In Ottoman History Podcast Episode 101, Chris Gratien interviews Michael Christopher Low to discuss his current research on the history of water infrastructure, disease, and the ecological transformations of the Arabian Peninsula over the past two centuries.
As Toby Jones argues in Desert Kingdom: How Oil and Water Forged Modern Saudi Arabia (2010), Saudi power has always been predicated on the state’s ability to wield technical expertise and master the environment. The two pillars of Saudi geological imperialism have been oil and water. Yet, there is a tendency to forget that despite the initial discovery of oil in 1933, oil revenues did not begin to radically alter the Saudi state’s capacity for rapid development and authoritarian control until well after World War II. During those early decades, the main source of revenue for the Saudi government continued to come from taxes generated by the hajj. As both US and British archival sources make clear, the initial aims of geological surveying carried out by Western experts often had more to do with the hajj and water security than with petroleum. Thus, investments in water infrastructure were not of secondary importance to oil exploration. The tendency to overlook these early decades also makes it more difficult for us to grasp the continuities between the environmental and sanitary projects carried out by the Ottoman Empire in the Hijaz and those of the early Saudi state. So far, scholarship on the late Ottoman Hijaz has focused on Pan-Islam, the Hijaz Railway, and the inter-imperial debates surrounding cholera and quarantine. In Ottoman documents, however, the provision of potable water (su tedariki) often occupied as much or more attention. This podcast explores how late Ottoman efforts to rescue the Hijaz from chronic water insecurity reveals an environmental pre-history of the making of the Saudi state, suggesting the template that would be resurrected and directly referenced by the Saudi monarchy, British engineering firms, and the US geologists and oil men who helped shape the petro-state we now know.

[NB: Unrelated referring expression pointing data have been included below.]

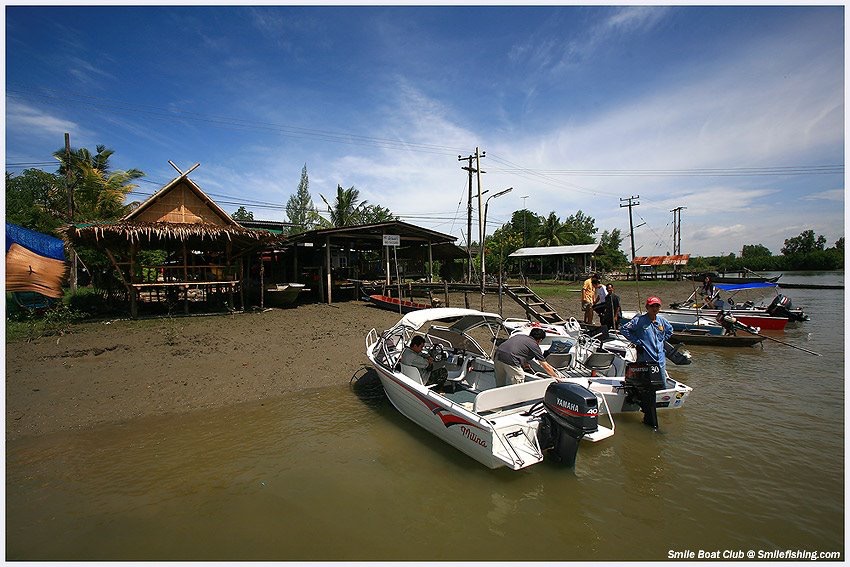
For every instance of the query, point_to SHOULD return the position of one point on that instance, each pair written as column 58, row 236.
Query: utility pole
column 69, row 188
column 677, row 236
column 677, row 230
column 631, row 227
column 470, row 170
column 478, row 156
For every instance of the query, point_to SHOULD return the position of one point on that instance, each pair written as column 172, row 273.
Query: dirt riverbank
column 113, row 371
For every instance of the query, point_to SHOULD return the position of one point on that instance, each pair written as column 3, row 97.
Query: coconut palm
column 552, row 232
column 99, row 193
column 346, row 211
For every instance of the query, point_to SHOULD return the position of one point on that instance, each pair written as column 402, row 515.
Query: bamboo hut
column 205, row 250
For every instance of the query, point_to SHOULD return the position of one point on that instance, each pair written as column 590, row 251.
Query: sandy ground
column 120, row 370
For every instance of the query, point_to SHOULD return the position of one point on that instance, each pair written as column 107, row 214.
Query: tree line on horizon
column 38, row 200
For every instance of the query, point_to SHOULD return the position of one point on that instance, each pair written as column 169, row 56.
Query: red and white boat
column 771, row 317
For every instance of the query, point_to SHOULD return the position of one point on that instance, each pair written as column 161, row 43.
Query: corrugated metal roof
column 677, row 260
column 556, row 250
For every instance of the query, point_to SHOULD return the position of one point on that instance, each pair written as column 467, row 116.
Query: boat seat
column 411, row 372
column 560, row 361
column 600, row 361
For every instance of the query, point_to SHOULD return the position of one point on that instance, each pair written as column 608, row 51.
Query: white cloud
column 35, row 122
column 831, row 195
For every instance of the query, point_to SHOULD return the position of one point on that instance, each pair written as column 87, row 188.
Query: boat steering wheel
column 438, row 353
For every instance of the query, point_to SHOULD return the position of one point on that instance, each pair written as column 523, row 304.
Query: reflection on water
column 754, row 460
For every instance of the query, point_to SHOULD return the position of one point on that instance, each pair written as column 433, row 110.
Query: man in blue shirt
column 649, row 332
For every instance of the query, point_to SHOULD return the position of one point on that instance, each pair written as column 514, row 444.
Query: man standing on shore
column 649, row 332
column 588, row 296
column 611, row 313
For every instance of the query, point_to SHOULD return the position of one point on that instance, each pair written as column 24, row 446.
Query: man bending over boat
column 413, row 356
column 648, row 332
column 514, row 355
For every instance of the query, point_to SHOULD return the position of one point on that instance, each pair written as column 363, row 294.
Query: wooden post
column 185, row 279
column 262, row 282
column 328, row 276
column 229, row 252
column 430, row 263
column 134, row 307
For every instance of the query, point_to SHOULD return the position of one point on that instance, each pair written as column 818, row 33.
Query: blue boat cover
column 41, row 244
column 750, row 285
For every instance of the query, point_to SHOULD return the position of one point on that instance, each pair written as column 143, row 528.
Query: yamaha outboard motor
column 571, row 412
column 781, row 307
column 643, row 380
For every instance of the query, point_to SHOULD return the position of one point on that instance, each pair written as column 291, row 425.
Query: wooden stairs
column 533, row 304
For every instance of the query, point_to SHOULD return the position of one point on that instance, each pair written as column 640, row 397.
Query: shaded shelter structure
column 648, row 265
column 334, row 259
column 581, row 253
column 203, row 252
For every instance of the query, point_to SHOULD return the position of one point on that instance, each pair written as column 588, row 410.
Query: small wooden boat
column 697, row 337
column 394, row 304
column 283, row 295
column 717, row 278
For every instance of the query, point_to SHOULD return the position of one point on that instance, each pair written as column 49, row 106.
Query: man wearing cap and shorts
column 649, row 332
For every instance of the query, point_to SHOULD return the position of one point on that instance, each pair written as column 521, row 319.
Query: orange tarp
column 28, row 271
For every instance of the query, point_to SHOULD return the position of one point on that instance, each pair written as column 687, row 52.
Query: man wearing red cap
column 648, row 332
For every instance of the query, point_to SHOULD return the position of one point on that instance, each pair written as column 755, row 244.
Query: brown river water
column 754, row 462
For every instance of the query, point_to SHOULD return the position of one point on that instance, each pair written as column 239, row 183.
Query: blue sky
column 735, row 113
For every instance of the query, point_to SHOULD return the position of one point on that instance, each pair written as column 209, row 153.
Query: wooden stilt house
column 200, row 252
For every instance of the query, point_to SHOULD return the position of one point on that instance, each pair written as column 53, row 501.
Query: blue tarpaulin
column 749, row 285
column 41, row 244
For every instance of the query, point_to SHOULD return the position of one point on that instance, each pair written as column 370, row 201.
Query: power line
column 69, row 98
column 693, row 172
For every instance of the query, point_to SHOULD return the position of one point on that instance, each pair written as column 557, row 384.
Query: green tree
column 98, row 192
column 527, row 225
column 580, row 228
column 611, row 256
column 754, row 251
column 552, row 232
column 37, row 200
column 805, row 243
column 346, row 210
column 372, row 214
column 502, row 243
column 300, row 208
column 242, row 214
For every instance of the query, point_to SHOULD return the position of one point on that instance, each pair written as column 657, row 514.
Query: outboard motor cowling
column 781, row 307
column 643, row 380
column 572, row 411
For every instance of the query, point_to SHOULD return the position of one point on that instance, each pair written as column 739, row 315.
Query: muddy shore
column 114, row 371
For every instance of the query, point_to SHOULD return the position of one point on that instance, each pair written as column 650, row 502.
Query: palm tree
column 552, row 232
column 346, row 211
column 99, row 193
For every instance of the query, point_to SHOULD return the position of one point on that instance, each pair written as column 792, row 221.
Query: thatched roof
column 164, row 235
column 180, row 201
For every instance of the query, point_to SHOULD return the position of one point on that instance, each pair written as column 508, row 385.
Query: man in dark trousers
column 611, row 313
column 513, row 355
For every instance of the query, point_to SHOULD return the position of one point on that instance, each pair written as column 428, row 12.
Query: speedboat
column 607, row 361
column 684, row 321
column 510, row 426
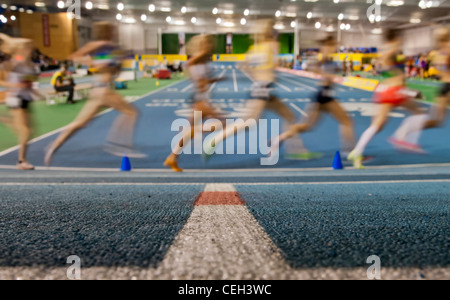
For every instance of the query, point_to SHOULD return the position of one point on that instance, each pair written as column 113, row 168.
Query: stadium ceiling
column 392, row 13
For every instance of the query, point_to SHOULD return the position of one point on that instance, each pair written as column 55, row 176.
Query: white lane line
column 233, row 183
column 12, row 149
column 222, row 242
column 301, row 111
column 283, row 87
column 298, row 83
column 236, row 89
column 219, row 187
column 248, row 76
column 187, row 88
column 211, row 88
column 368, row 168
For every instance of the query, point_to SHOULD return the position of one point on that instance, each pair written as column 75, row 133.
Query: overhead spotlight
column 377, row 31
column 279, row 26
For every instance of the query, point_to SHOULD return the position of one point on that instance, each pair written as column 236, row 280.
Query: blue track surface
column 160, row 109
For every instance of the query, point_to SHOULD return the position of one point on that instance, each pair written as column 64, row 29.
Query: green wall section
column 241, row 43
column 170, row 43
column 286, row 41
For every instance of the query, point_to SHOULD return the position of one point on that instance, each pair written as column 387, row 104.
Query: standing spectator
column 61, row 84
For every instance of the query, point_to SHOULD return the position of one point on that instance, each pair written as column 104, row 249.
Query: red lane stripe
column 219, row 198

Ottoman History Podcast is a weekly Internet radio program, recorded in English and Turkish, that features academic discussion of emerging topics in the study of the Ottoman Empire and the modern Middle East. Guests include scholars and researchers from a number of disciplines who discuss particular topics in a conversational interview format. Ottoman History Podcast can be followed through its blog as well as an active Facebook group that also posts pictures and links of interest for students of history and casual audiences alike. For more content and maps associated with this podcast, also see Ottoman History Podcast’s sister site, The Afternoon Map.
This map was a repair plan for Mecca’s water infrastructure. It depicts the principal route of the ‘Ayn Zubayda watercourse (su yolu) en route to the Haram, smaller distribution pipelines (boru) radiating out to the city’s neighborhoods, fountains (çeşme) with underground cisterns (sahrınç), large taps (musluk), ablution stations with smaller taps (şadırvan), wells (kuyu), and basins (havuz). Source: BOA, HRT 920.